The Everglades - Past and Present
I am Loren G. "Totch" Brown, a lifetime native of the Florida Everglades. My great-grandfather, John J. Brown and grandfather C. G. McKinney were among the very first to settle in the southwest Everglades, in 1880. My mother Alice Jane McKinney and father John J. Brown, Jr. were born here in 1892. I was born here in 1920.
At times my life in the Everglades was sustained by no more than what the Glades had to offer
and the Everglades have never really let me down. Despite many hardships while bogging across
the Everglades for food or hides to sell, they always gave me a warm campfire and a place to lie my tired body down. This makes the Everglades a very special and dear place to me.
To give you a better understanding, let me explain the Everglades and the layout of the country as
I see it.
The Everglades are unusual and so different from any other place. The Gulf Coast of the southwest Everglades is made up of low mangrove keys and tall sawgrass marshes, thriving on brackish water (see the Everglades map). I refer to this area as "The Islands." The Everglades in Proper is on the mainland and made up of low thin grass prairies, cypress and pine trees which grow in fresh water only, there are no mangroves. I refer to this area as
"The Glades". On the mainland, separating "The Islands" and "The Glades" are mangrove and sawgrass marshes. This area between "The Glades" and "The Islands", I refer to as the "The Mangrove Mainland", and the two combined I call the " The Mangrove Countries".
Most of the year, the water in the Islands is brackish or salt and fresh water mixed. Unlike the thin prairie grass in The Glades, the sawgrass marshes in The Islands and the Mangrove Mainland can easily grow eight to 10 feet tall and is so thick and mated that the wildlife cannot feet or breed in it. Prior to 1947 when the Everglades became a National Park, the local natives with the help of the Seminoles kept the marshes burned. When the burning stopped we lost at least a third of the wildlife's feeding and breeding grounds. Don't get me wrong, I am not against the park -- no one wants to see the Everglades preserved more than me. However, the park has rules which I don't always agree with and which I believe are actually hurting the Everglades and its wildlife -- especially those rules in regards to burning the wet marshes in the southwest Everglades.
Understanding the habits of the wildlife is also an important part of this picture. Most of
the food chain for the entire Everglades comes from the brackish water and "Mangrove
Country". I call it the "brackish water line". In the driest of the seasons what little brackish water remains is at the head of the rivers near The Glades.

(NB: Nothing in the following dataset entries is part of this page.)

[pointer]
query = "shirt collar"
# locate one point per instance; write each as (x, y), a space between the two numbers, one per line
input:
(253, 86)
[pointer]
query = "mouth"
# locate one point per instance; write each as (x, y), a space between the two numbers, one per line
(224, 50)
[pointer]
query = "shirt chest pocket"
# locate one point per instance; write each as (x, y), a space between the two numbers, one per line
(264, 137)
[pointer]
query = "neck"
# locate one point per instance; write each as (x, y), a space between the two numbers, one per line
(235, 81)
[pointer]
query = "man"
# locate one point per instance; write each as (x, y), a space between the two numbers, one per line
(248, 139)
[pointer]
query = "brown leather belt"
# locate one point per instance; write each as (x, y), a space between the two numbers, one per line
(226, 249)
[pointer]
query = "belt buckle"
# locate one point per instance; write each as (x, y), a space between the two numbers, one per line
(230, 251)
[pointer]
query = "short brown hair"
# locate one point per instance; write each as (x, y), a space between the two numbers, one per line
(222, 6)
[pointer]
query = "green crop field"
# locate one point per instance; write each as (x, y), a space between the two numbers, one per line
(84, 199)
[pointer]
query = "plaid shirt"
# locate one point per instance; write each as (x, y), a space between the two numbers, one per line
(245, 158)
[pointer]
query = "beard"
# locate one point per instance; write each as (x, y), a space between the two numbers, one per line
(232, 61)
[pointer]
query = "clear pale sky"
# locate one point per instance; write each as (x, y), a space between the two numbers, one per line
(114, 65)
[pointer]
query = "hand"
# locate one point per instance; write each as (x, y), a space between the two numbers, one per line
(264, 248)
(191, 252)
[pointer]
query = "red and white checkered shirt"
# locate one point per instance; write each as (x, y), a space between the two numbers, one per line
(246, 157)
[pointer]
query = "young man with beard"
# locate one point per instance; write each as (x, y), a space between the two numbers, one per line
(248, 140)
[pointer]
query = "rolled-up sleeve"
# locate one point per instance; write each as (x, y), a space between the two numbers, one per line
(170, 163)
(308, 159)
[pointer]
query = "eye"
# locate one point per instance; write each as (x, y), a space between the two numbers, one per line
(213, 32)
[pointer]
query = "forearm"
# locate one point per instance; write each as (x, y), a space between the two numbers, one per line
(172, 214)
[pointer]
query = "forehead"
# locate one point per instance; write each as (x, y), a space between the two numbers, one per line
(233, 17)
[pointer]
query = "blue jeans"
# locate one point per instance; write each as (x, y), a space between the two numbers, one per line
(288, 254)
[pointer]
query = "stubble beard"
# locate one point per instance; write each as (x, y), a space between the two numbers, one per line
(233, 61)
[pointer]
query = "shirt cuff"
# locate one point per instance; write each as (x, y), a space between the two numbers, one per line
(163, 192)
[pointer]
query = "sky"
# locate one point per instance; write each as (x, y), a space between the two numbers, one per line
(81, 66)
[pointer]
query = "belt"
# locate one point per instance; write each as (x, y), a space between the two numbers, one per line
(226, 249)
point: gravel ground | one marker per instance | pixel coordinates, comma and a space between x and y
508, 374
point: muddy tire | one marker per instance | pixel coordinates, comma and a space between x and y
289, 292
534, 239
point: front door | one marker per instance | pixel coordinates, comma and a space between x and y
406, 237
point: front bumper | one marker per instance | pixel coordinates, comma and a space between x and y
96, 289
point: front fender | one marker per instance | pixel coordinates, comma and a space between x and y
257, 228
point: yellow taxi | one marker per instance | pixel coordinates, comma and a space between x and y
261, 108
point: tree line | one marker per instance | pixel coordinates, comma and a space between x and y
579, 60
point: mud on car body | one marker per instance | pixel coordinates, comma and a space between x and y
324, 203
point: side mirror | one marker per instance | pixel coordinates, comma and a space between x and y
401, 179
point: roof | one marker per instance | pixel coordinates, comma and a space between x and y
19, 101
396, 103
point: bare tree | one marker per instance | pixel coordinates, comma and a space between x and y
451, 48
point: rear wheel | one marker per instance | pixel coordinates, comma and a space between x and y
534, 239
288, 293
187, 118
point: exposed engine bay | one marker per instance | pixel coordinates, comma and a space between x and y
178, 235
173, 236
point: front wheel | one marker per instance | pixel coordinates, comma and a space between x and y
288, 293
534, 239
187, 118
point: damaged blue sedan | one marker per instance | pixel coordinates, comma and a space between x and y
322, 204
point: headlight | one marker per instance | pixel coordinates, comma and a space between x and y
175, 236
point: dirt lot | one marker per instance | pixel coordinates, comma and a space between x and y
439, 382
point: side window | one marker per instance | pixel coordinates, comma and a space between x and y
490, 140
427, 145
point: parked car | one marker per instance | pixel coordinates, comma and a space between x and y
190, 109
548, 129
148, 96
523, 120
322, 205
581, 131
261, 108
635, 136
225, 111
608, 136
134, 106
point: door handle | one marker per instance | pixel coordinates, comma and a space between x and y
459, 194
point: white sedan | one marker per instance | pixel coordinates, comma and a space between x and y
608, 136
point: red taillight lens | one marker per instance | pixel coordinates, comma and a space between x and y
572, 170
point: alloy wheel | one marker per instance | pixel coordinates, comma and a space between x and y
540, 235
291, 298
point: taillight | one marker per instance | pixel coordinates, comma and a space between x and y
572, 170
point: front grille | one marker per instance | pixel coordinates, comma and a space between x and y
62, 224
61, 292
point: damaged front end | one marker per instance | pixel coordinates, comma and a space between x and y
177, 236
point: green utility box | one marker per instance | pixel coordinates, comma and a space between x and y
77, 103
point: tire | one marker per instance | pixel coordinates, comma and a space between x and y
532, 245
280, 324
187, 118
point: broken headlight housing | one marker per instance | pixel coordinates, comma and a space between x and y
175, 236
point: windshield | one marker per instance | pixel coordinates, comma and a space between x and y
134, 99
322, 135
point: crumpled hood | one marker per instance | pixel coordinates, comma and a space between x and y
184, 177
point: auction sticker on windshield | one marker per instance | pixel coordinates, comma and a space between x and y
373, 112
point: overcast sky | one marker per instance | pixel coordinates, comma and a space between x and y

All of the wildlife is also at the head of the rivers, holding together, one eating on the other from the smallest little shrimp or
fish egg to the alligator eating on them all.
When the rains start in July, the brackish water line begins to drift down the rivers to the
Islands and so does the wildlife following the brackish water. At the end of the rainy season
by October, the brackish water line and most of the wildlife will have made it to the
coast. By winter with the dry season coming on, it all slowly moves back to the head of the
rivers following the brackish water line and the cycle is now complete.